Petra Hegmann, Dekanin in Frankenberg

Dies betont auch das Evangelische Dekanat Biedenkopf-Gladenbach. Dort wurden Empfehlungen ausgesprochen, die sich an den Vorgaben des Landes Hessen orientieren. Dekan Andreas Friedrich weist auf 2G oder 3G für alle Gottesdienste hin. Und: „Kurzfristig über die Situation informieren können sich die Gläubigen auf den Homepages ihrer Kirchengemeinde oder über die Bandansage im zuständigen Gemeindebüro.“

Dekanin Eva Brinke-Kriebel –  Kirchenkreis Twiste-Eisenberg

„Priorität sollte stets sein, möglichst vielen Menschen die Chance zu bieten, an einem Angebot der Kirche vor Ort teilzunehmen“, unterstreicht Eva Brinke-Kriebel, Dekanin des Kirchenkreises Twiste-Eisenberg. Man wolle möglichst niemanden abweisen. „Durch unsere Hygienekonzepte können wir einen sicheren Ablauf gewährleisten. Wir haben aber auch für alle Verständnis, die lieber zu Hause bleiben und sich die Videoangebote oder Fernsehgottesdienste ansehen.“

Im Katholischen Dekanat Waldeck „werden in allen Gottesdiensten die nötigen Abstände eingehalten, eine medizinische oder FFP2-Maske ist im Gottesdienst zu tragen“, informiert Dekanatsreferentin Barbara Schirm.

Gottesdienste besonders für Familien und Kinder

Im Pastoralen Raum Korbach sei zusätzlich eine 3G-Regel oder in einzelnen Gottesdiensten auch die 2G-Regel beschlossen. „Darüber hinaus finden Gottesdienste besonders für Kinder und Familien und weitere Interessierte am Heiligen Abend draußen statt.
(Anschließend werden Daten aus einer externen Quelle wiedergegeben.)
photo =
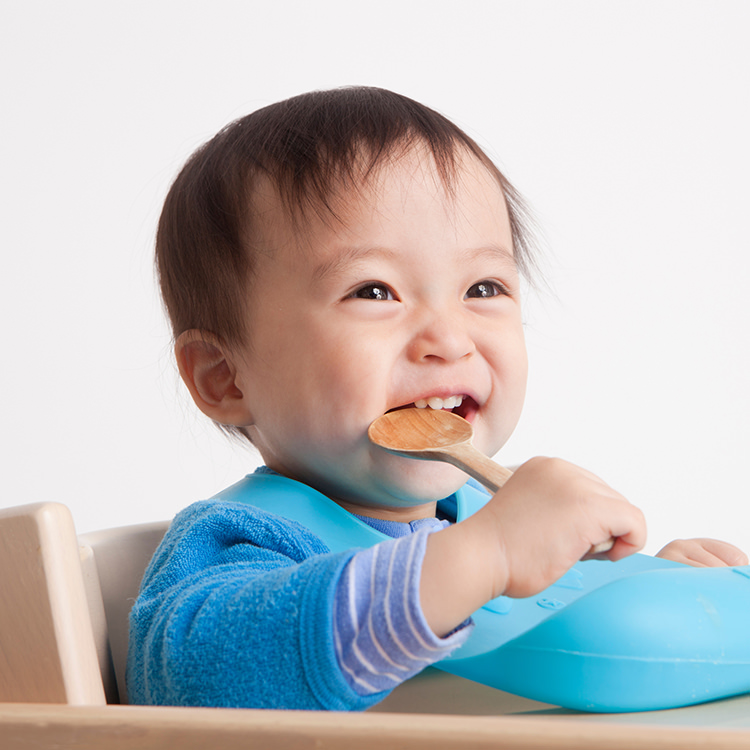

Dort ist keine 3G-Regel vorgesehen. Auch bei den Gottesdiensten draußen müssen die Abstände eingehalten und die Masken getragen werden.“

Abstandsregeln und das Tragen von Mundschutz gelten auch in den katholischen Gemeinden Frankenberg, Gemünden und Vöhl. Pater Bonifatius Heidel: „Auf G-Regeln verzichten wir, da bisher Gottesdienste, in denen die allgemeinen Hygiene-Vorgaben eingehalten wurden, als Infektionsherde nicht in Erscheinung getreten sind und diese Einschätzung auch von fachlicher Seite so steht.“

In den Katholischen Kirchengemeinden Burgwald und Ernsthausen finden die Gottesdienste mit 3G statt, Maskenpflicht besteht im ganzen Gottesdienst.